Nmap is a security scanner originally written by Fyodor Vaskovich used to discover hosts and services on a computer network, creating a map of the network.
To achieve its goal, Nmap sends specially formatted packages to the target host and then analyzes the responses.
Although Nmap functions have increased in number over time, it has started as an efficient port scanner and remains this at its core. The simple nmap <target> command scans more than 1660 TCP ports of the target IP, a more advanced nmap command can scan up to 65535 ports.
While many traditional port scanners catalog ports open and closed, Nmap is much more advanced.
It splits the ports in six states: open, closed, filtered, unfiltered, open | filtered, or closed | filtered.
1. Open
An application actively accepts TCP connections or UDP packages on that port. Finding these is often the primary purpose of port scanning. Security people know that each open port is a way to access an attack.

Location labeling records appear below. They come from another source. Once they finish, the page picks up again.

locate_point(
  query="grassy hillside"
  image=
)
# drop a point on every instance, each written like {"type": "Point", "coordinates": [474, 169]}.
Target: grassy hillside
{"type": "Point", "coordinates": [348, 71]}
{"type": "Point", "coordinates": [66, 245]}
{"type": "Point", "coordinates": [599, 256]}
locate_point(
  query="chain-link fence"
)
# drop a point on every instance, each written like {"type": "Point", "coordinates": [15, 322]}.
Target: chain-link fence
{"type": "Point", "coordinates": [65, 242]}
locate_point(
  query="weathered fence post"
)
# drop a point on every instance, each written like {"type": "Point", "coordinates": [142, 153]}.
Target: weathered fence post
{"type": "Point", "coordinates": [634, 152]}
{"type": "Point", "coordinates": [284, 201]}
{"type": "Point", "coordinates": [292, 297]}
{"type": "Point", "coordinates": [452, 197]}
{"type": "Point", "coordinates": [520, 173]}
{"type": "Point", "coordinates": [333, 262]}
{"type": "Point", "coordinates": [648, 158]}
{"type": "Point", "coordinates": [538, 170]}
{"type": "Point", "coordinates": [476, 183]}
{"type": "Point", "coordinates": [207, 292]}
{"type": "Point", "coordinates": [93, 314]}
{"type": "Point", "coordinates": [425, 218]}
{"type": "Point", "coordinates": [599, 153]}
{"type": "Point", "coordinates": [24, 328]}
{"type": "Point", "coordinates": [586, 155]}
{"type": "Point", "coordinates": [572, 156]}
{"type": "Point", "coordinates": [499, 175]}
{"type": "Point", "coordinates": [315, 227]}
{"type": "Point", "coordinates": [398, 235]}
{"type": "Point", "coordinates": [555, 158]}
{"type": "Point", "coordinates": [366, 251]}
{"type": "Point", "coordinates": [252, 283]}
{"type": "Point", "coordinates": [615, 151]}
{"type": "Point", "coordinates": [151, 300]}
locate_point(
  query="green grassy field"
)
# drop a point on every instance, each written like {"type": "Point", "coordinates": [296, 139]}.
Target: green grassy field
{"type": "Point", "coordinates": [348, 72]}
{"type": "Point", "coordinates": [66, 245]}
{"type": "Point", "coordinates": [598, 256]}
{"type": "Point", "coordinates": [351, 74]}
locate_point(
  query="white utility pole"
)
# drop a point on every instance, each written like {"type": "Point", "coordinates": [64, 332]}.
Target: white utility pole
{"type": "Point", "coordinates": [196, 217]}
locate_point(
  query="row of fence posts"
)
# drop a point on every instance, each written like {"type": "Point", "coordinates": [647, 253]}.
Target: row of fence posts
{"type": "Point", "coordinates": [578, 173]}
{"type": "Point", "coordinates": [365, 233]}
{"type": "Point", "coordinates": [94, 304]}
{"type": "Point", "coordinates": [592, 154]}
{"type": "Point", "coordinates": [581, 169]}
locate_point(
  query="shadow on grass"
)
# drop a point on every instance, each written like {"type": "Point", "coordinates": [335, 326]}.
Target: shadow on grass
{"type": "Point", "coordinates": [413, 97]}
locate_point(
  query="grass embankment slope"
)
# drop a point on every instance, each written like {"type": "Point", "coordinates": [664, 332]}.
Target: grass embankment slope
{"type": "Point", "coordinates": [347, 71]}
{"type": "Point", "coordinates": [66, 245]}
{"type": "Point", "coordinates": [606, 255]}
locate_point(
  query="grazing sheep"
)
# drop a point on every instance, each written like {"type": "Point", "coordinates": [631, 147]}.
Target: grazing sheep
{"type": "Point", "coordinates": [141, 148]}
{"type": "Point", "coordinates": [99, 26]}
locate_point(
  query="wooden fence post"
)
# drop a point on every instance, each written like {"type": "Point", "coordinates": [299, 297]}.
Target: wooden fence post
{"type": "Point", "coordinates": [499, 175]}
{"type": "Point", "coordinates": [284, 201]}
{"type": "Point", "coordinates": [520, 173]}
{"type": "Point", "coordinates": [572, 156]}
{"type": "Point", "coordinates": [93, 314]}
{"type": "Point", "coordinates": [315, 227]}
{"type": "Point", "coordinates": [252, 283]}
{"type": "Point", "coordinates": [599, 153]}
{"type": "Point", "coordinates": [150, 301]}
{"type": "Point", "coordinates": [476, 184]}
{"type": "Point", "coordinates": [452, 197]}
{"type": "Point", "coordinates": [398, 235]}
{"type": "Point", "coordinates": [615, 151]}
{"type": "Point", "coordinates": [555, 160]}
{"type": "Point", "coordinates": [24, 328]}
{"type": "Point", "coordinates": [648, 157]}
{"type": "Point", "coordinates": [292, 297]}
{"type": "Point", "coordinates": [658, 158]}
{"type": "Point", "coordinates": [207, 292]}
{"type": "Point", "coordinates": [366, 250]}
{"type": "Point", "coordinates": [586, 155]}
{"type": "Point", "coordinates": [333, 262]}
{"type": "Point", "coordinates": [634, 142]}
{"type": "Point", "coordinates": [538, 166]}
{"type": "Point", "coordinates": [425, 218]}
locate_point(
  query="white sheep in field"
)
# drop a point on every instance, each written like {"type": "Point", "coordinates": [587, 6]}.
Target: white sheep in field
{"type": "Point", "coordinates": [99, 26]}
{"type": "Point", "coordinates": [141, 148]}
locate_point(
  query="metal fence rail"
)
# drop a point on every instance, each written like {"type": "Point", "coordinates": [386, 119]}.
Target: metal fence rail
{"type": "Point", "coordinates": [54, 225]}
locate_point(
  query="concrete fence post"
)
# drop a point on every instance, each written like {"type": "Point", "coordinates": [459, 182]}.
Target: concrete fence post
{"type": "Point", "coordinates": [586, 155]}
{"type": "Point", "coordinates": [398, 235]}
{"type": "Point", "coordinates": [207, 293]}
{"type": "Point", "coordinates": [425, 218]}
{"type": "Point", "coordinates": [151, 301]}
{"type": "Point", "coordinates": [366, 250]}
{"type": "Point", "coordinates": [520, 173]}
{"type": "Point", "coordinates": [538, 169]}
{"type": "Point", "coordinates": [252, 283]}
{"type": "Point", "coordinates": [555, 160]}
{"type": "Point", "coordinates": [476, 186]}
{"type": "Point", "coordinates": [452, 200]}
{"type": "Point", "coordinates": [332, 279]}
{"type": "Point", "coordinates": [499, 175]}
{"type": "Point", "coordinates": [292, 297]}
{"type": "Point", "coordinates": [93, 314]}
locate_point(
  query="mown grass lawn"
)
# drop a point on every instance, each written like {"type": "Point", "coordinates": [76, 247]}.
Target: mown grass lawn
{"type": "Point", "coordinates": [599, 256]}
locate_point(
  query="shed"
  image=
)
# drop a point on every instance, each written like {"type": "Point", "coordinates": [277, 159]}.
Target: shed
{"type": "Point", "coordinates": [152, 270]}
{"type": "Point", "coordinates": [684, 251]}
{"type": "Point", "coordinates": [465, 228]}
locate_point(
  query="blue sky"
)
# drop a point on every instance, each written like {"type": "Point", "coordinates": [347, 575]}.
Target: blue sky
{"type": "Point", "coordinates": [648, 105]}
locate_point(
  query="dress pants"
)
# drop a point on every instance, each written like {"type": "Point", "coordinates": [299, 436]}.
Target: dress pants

Attackers and pen-testers want open ports to be exploited, while administrators try to shut them down or protect them through firewalls without interfering with legitimate users’ plans. Open ports are also interesting for non-security scanning because they show the network services available from that host.
2. Closed
A closed port is accessible as it receives and responds to a sample pack sent by Nmap, but there is no application to listen to it. They can be useful in uncovering the host state or as part of operating system detection. Because with closed ports it can be communicated, they are worth scanning later in case any of them opens. Administrators may consider blocking such ports with a firewall.
3. Filtered
Nmap cannot determine whether the port is open due to a packet filter that prevents packages from reaching the destination port. Filtering can come from a dedicated firewall, a router’s rules, or a target software firewall. These ports frustrate attackers because they provide very little information.
4. Unfiltered
The unfiltered state means that the port is accessible, but Nmap can not determine whether the port is closed or open. Only the ACK scan, used to map firewall rules, classifies the port in this state. Scanning non-filtered ports with other types of options such as Window Scanning, SYN scanning, or FIN scan can determine whether the port is open.
5. Open | Filtered
Nmap places ports in this category when it can not determine whether the port is open or filtered. These occur for types of scans in which open ports do not respond. Lack of response may also mean that a packet filter has ignored the sample packet or any corresponding response. So Nmap cannot be sure if the port is open or filtered. UDP, IP, FIN, Null or Xmas scans the ports in this state.
6. Closed | Filtered
This state is used when Nmap is unable to determine whether the port is closed or filtered. It is only used by Idle IPID scanning. It has about 15 different scanning methods, 20 different options that can be used for scanning, and the result can be presented in at least 4 different ways.